Finding Pockets of Growth in Europe’s Overlooked Equity Market

Attractive growth companies are scattered across Europe’s otherwise lackluster market landscape. Here’s how to find them.

Europe is often seen as an inferior source of growth to US markets. Yet by deploying a coherent bottom-up process, equity investors can find high-quality stocks across Europe, backed by businesses with powerful and underappreciated long-term growth potential.

Europe’s stock markets have been overshadowed by the US for years. When the MSCI Europe Index advanced 15.8% in euro terms in 2023, the S&P 500 surged by 26.3% in US-dollar terms. The index performance gap reflected sluggish earnings growth in Europe, at a time when US markets have been turbocharged by a small group of mega-cap stocks seen as big beneficiaries from artificial intelligence.

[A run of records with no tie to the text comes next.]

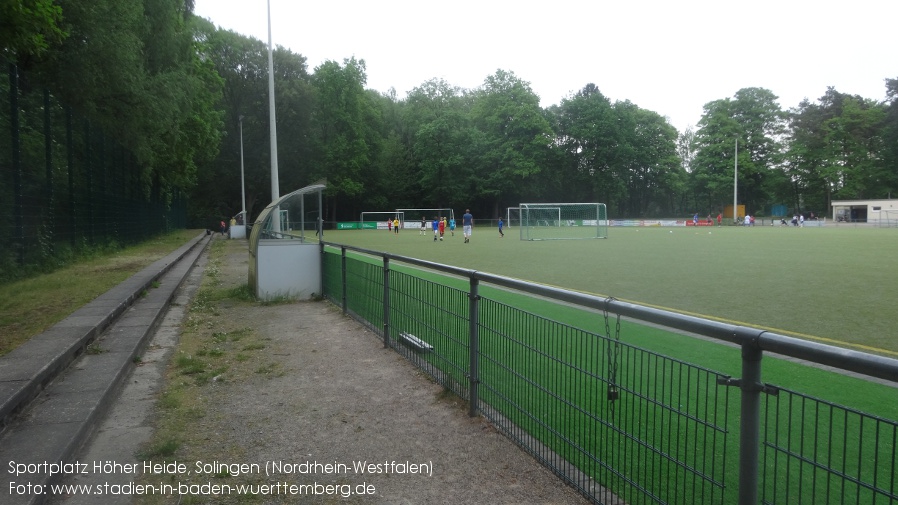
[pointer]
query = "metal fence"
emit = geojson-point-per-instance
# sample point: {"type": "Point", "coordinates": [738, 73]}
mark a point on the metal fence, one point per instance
{"type": "Point", "coordinates": [66, 184]}
{"type": "Point", "coordinates": [621, 423]}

The economic backdrop didn’t make it easier. Europe has been hampered by relatively slower GDP growth, and regional equity markets have a heavier contingent of cyclically sensitive stocks than the US. So why should investors focus on Europe as a distinct equity allocation or within a global portfolio?

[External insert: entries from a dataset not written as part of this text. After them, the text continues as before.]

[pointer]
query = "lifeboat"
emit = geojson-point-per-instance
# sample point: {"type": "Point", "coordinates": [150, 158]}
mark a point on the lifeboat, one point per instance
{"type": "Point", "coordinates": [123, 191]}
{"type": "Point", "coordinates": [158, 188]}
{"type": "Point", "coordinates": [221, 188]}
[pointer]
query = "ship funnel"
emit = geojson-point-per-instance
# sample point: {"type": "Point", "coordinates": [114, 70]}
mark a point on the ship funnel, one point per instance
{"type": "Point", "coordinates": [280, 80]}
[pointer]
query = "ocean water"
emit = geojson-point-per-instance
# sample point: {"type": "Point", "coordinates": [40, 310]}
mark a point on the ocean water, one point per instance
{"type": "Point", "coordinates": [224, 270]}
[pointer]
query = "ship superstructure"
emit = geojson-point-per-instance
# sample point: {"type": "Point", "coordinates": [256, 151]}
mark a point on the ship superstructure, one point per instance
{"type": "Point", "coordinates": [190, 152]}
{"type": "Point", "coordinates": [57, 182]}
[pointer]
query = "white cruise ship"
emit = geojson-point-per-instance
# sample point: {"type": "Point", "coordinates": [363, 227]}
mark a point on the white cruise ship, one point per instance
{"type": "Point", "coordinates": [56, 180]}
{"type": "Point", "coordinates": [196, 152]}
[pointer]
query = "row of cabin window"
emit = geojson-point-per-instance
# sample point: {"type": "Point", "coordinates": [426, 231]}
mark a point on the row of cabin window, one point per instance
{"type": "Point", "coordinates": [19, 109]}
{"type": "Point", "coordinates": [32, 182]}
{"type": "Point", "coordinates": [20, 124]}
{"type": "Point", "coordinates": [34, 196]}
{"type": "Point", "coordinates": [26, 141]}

For Some Industries and Businesses, the Economy Doesn’t Matter Much

Europe, in fact, offers attractive pockets of growth for investors who know how to find them. Several European industries—including industrials, semiconductors and electrical equipment—are forecast to deliver robust earnings growth through 2026, according to consensus estimates (Display). These industries are poised to expand well above the region’s meager GDP growth forecasts.